To them, we are just women who chase their notions of beauty and sexiness to try and fulfill our desires to feel that way about ourselves. We remain consumers thinking that someday, maybe we will get close to or achieve that ideal and that wearing their lingerie is somehow a way to get there.

And since the vast majority of women in the United States feel insecure about their bodies, Victoria's Secret capitalizes on women's insecurities.

Brands such as ThirdLove and Savage X Fenty have made efforts to turn lingerie from devices of body standards and external validation to objects worn by women of all backgrounds for support, self-confidence, and comfortability. They've also worked to move the notion of sexiness away from something determined by the opposite sex to instead a feeling one experiences from empowering their own female sexuality.

All in all, you get to decide what companies you support, where to put your money and who you think makes the nicest lingerie.
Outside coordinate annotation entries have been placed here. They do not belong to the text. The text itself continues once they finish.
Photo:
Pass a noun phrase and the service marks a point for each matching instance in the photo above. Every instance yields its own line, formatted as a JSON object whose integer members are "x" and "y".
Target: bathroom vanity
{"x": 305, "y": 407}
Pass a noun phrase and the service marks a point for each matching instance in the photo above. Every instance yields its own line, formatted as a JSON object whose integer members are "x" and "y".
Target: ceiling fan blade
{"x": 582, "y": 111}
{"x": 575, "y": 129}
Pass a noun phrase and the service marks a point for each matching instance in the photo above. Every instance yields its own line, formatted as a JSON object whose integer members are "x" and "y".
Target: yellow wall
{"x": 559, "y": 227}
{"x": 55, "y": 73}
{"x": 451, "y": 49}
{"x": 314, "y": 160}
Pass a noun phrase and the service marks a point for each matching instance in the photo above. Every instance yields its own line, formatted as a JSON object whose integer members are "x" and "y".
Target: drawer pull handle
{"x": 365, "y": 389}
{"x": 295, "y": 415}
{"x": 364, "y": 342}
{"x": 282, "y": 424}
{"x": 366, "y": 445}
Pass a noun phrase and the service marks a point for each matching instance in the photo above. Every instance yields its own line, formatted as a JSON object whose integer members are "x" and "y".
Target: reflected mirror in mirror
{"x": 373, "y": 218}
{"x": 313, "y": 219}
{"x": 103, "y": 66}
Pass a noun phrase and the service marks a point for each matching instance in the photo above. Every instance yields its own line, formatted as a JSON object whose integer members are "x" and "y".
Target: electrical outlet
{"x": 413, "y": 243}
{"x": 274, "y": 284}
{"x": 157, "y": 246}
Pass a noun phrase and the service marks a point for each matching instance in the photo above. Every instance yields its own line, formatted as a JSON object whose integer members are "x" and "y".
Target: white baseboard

I, along with many other women, have decided I don't want to spend my money at Victoria's Secret anymore. I've been on too long of a journey of bodily hate and self-destruction, and I feel that it is time for me to move on and surround myself in a social movement that doesn't make me feel less of a woman.

Maybe one day, Victoria's Secret will do someone to cater to the millions of women upturning their noses at their company. And if not, they may have to settle as a smaller, specialty retailer that emphasizes clothing for smaller women.

Regardless, a change in marketing could benefit their sales and stock.

Otherwise, a lot of us women are going to go elsewhere and work to redefine what it means to be beautiful.